In addition to changing environmental conditions, SA production is also influenced by the profound intraspecific diversity of the Arabidopsis pangenome (Ahmad et al., 2011; Alcázar et al., 2009; Bechtold et al., 2010; Bruessow et al., 2021; Van Leeuwen et al., 2007; Velásquez et al., 2017; Yang et al., 2015). At nonstress temperatures (16–22°C), Bruessow et al. (2021) discovered remarkable natural variation in basal (uninduced) SA accumulation among numerous Arabidopsis accessions. Through a genome-wide association study (GWAS) of >100 natural A. thaliana accessions, thermoresponsive basal SA production was found to be mediated by the transcription factor BASIC HELIX-LOOP-HELIX 059 (bHLH059; Bruessow et al., 2021). Bruessow et al. (2021) found two significant SNPs that distinguish Arabidopsis accessions into thermosensitive or thermoresilient phenogroups based on SA levels. Furthermore, the authors also identified that bHLH059 transcripts increased at 22°C compared to 16°C in temperature-sensitive accessions (e.g., Col-0); however, bHLH059 gene expression remained unchanged in temperature-resilient accessions (Bruessow et al., 2021).

A critical gap in the current literature is that the Arabidopsis immune variation at elevated temperature and its underlying mechanisms have not been fully dissected. Here we show extensive intraspecific diversity among Arabidopsis accessions in terms of disease susceptibility to the bacterial pathogen Pst DC3000 between ambient (23°C) and moderately elevated temperatures (28°C). Unlike at the nonstress temperature range, we further demonstrate that this natural variation is independent of bHLH059 but exhibits accession-specific dependence on the expression of the immune regulatory genes CBP60g and SARD1. Collectively, leveraging the naturally occurring variation within the A. thaliana species may prove to be an effective strategy to better understand how plant immune systems respond to our changing climate.

2 MATERIALS AND METHODS

2.1 Plant materials and growth conditions

Arabidopsis mutants and accessions used in this study were obtained from the Arabidopsis Biological Resource Centre, The Ohio State University (see Supporting Information S1: Table S1). Seeds were surface-sterilized with 70% ethanol, rinsed three times with autoclaved water and then stratified in 0.1% agarose at 4°C for 3 days to promote uniform germination (Rivero et al., 2014). Seeds were sown onto autoclaved soil comprised of equal parts ProMix PGX or BX (Plant Products), Turface (Turface Athletics), and Vermiculite (Therm-O-Rock East), supplemented with MiracleGro (The Scotts Company). Plants were incubated in environmentally controlled growth chambers with the following conditions: 23°C temperature, 60% relative humidity, 12 h day/12 h night cycle, and 80–100 µmol m−2 s−1 light conditions.
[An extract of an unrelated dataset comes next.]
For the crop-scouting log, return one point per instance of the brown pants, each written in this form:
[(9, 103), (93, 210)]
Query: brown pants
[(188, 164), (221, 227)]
2.2 Plant infection and disease assays

Three leaves of 4- to 5-week-old Arabidopsis plants were syringe-infiltrated with the Pst DC3000 suspension (OD600 = 0.001), which was prepared as previously described (Huot et al., 2017; Kim et al., 2022; Shields et al., 2023). Plants were then incubated at 23°C (normal) or 28°C (elevated) with the same relative humidity and light cycling conditions. At 3 days postinoculation (dpi), in planta bacterial quantification was performed as described previously (Huot et al., 2017). Briefly, circular leaf punches were collected from the infiltrated leaves and homogenized in 0.25 mM MgCl2 with a TissueLyser II (Qiagen). Samples were then serially plated onto LM media containing rifampicin and incubated at 21–24°C overnight. Colony-forming units (CFUs) were counted 2 days later, and bacterial levels were reported as log CFU/cm2.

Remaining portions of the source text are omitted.